グリーン経済とは、持続可能な環境と経済成長を両立させることであるという。そのために、経済成長の核となる環境技術の開発と、その事業化に必要な環境金融の推進に、まず焦点を当てている。
白書は、役所の姿勢を示す。安倍政権が進める成長戦略の一翼をどう担うかが、環境省にとっても最大の関心事ということなのか。
一方で、福島第一原発事故に関する記述が目立たなくなる。
一昨年の白書のテーマは「震災復興と安全安心で持続可能な社会の実現に向けて」であった。冒頭第一部の第二章を「東日本大震災及び原子力発電所における事故への対応」に割いていた。ところが今回の目次には「原発」の文字がほとんど見当たらない。
環境省は、除染や放射性物質の処理など、原発事故の後始末の重要な部分を担っている。
しかし、白書によると、ことし二月時点の国直轄除染の実施率は、福島県浪江町の宅地で0・1%、富岡町の農地で0・2%、双葉町にいたっては、実施計画すら策定されていない。
福島県内各地の道路沿いや空き地には、除染ではぎ取られた汚染土が袋詰めにされ、山積みにされている。最終処分の展望はなく、一時保管候補地である大熊町と双葉町の住民は不信を募らせる。責任は果たせていない。
原発事故から三年三カ月。被曝(ひばく)のリスク評価は定まらず、依然として国全体を不安が覆っているようだ。
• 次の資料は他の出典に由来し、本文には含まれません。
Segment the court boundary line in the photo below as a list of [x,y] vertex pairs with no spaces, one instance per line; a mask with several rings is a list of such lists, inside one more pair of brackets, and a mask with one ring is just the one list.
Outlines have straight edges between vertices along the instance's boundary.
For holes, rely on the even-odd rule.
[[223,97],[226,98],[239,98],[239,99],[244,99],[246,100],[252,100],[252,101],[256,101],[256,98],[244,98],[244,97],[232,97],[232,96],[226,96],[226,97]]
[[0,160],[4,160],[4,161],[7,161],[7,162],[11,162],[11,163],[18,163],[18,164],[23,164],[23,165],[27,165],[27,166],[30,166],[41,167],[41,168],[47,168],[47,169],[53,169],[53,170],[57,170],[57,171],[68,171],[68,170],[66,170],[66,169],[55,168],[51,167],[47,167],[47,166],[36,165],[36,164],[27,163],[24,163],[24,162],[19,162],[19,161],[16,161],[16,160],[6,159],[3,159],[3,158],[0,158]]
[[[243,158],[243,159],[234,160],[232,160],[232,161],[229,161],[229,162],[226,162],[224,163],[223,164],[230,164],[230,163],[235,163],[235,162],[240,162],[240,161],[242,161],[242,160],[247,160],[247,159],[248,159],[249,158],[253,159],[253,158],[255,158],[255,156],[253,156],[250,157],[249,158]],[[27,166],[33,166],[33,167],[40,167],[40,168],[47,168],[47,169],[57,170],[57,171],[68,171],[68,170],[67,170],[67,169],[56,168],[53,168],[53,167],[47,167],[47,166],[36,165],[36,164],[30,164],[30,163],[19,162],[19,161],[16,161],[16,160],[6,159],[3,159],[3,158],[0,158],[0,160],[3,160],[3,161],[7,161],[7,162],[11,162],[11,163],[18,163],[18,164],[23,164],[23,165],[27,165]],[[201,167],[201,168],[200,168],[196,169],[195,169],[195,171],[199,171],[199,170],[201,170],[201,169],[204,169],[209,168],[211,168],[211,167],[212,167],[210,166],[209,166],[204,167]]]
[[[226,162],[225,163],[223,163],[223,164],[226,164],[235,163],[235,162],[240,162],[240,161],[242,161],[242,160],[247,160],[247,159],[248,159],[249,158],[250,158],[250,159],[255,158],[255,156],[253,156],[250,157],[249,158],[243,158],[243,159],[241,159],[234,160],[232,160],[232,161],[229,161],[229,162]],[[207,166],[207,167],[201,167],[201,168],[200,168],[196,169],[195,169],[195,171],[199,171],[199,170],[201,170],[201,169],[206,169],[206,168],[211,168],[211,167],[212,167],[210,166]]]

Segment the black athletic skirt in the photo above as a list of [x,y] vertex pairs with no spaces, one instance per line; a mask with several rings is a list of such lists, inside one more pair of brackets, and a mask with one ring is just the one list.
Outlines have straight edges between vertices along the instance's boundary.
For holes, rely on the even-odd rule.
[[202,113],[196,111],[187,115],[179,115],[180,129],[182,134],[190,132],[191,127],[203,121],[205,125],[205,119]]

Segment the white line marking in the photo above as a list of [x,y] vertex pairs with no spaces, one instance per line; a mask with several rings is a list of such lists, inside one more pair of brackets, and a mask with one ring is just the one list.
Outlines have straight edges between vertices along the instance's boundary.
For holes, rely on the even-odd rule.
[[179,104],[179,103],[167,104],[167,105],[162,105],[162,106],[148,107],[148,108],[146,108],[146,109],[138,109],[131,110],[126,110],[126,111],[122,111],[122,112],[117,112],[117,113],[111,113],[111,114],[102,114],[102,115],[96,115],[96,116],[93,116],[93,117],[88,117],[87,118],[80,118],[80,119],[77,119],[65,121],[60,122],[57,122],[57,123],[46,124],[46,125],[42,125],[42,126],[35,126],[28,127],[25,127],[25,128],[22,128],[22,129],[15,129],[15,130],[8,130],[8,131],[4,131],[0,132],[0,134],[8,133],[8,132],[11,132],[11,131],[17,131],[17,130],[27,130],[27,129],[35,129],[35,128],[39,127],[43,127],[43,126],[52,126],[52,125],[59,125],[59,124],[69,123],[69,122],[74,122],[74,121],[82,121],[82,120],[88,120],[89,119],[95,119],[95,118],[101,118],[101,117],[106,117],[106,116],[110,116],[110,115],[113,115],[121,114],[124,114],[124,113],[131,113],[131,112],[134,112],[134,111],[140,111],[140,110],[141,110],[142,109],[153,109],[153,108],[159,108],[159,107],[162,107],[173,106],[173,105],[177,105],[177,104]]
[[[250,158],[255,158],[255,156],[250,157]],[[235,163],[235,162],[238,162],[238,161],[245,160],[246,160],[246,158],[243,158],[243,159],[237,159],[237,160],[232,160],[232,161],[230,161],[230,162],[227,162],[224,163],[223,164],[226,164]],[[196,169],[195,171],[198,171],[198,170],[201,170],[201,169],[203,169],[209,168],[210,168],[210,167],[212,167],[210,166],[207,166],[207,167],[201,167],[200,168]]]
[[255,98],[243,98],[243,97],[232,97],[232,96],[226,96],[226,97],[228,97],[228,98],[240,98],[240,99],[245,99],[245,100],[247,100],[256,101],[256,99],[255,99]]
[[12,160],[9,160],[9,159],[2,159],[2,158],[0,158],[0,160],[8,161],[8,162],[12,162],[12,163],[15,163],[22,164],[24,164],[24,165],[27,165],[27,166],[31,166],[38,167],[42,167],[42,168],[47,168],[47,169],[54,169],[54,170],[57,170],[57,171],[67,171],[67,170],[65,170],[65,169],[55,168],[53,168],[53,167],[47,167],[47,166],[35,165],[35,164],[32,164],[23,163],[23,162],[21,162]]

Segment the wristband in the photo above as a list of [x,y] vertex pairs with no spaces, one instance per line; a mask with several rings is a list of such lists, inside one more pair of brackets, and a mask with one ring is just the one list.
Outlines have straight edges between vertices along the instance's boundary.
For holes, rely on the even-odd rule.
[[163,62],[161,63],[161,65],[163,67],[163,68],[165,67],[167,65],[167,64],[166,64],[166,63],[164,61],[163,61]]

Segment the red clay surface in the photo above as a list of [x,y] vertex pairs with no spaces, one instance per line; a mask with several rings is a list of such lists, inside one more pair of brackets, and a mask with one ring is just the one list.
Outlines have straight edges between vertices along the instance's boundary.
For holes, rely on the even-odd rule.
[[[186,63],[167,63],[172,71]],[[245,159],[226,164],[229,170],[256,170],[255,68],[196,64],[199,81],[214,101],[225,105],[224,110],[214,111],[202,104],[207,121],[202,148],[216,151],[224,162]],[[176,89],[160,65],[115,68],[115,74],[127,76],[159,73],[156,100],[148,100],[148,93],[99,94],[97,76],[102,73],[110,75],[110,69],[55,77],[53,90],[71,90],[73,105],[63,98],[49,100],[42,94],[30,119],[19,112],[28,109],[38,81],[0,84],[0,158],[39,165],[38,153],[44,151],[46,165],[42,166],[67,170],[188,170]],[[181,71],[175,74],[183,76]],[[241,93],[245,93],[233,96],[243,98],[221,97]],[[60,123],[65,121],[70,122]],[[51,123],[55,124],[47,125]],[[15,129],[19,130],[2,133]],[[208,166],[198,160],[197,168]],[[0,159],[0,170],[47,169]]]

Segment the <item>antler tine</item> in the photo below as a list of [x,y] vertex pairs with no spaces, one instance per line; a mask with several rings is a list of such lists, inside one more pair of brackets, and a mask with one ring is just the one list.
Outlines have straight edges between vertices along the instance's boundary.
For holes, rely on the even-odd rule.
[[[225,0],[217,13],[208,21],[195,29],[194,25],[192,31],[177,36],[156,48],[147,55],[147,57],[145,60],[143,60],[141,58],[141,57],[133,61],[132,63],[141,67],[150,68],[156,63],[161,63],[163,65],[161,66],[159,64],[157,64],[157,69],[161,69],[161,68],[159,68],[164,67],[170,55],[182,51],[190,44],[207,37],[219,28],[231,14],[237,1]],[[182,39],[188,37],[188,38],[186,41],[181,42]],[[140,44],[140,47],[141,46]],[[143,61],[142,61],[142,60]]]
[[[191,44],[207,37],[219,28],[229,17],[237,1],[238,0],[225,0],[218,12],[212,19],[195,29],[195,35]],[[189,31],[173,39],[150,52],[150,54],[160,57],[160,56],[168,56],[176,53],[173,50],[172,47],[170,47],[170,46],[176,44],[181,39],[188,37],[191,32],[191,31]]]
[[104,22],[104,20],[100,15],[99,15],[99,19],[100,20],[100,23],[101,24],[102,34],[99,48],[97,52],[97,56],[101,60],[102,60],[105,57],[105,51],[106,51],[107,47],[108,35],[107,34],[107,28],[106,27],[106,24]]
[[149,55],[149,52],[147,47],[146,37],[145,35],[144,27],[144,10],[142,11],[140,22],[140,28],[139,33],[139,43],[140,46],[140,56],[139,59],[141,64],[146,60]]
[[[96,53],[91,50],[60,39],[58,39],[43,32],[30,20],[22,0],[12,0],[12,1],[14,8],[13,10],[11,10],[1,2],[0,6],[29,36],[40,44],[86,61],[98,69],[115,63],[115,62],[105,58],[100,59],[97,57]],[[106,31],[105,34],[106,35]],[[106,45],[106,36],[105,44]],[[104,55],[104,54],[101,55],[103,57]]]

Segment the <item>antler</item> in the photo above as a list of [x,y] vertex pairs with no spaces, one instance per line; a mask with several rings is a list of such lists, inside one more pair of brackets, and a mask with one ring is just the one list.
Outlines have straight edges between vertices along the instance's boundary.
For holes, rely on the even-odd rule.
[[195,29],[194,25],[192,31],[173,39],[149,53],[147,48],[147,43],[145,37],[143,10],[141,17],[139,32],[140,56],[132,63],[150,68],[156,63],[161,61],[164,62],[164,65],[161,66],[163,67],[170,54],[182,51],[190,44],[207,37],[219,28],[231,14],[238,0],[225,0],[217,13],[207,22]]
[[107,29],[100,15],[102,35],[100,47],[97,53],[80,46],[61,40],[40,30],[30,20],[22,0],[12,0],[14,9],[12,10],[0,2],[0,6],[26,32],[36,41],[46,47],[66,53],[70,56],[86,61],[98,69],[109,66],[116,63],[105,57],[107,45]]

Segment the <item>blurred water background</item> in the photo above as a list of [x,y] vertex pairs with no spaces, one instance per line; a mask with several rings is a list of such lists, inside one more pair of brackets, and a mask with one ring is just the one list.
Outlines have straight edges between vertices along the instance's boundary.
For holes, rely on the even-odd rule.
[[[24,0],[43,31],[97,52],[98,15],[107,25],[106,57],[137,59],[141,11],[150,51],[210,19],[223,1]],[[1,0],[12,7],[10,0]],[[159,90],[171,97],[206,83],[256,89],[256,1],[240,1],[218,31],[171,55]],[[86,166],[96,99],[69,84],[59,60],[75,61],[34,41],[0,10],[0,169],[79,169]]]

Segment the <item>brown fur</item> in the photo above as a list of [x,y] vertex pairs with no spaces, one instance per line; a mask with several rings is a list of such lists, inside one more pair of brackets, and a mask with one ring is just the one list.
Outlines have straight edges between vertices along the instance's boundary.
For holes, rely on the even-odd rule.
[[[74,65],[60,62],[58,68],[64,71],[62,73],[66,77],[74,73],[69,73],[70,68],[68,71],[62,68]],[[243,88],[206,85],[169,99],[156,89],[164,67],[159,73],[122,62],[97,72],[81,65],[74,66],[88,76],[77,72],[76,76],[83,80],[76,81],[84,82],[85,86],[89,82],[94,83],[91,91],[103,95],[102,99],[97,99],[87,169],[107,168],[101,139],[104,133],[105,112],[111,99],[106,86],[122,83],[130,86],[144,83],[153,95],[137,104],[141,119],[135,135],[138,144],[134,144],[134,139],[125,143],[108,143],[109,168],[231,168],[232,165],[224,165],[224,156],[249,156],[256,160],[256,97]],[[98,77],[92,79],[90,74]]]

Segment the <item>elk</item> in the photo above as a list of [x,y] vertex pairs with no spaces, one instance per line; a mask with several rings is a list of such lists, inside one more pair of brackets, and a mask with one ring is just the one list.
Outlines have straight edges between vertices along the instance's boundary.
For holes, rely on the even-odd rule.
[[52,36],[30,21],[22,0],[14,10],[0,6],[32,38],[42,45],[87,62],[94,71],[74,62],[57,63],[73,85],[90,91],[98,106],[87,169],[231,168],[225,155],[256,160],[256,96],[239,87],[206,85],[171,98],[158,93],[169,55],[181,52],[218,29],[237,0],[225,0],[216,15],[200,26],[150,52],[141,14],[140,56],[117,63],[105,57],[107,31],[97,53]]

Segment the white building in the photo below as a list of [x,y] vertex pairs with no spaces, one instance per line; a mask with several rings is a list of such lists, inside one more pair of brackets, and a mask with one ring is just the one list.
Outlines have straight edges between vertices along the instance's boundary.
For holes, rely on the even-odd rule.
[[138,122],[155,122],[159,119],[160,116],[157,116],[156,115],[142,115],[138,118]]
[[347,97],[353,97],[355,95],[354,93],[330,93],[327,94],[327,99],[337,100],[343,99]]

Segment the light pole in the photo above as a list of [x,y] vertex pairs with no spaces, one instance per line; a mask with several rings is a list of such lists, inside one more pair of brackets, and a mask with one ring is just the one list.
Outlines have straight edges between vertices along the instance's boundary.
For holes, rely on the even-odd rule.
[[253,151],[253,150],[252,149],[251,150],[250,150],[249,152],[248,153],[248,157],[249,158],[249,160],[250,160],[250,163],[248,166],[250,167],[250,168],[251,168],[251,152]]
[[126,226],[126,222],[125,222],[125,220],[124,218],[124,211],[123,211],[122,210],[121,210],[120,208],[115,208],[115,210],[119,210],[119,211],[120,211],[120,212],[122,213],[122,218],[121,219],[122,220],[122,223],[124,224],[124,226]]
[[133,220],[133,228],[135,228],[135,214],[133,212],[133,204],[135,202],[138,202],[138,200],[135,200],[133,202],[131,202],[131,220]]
避難指示が解除されても、多くの人が帰るに帰れない。
省として真っ先に発信すべきは今もなお、原発事故の危険や不安から国民を解き放つ、意欲と道筋なのではないか。
そもそも環境省は、高度経済成長の負の遺産である公害に対処すべく生まれた役所である。
環境と経済の両立も大事な仕事には違いない。だが、経済の逸脱を監視、是正する役割は、それ以上に重いのではないか。
国民と自然を守るのが、今も第一の使命のはずである。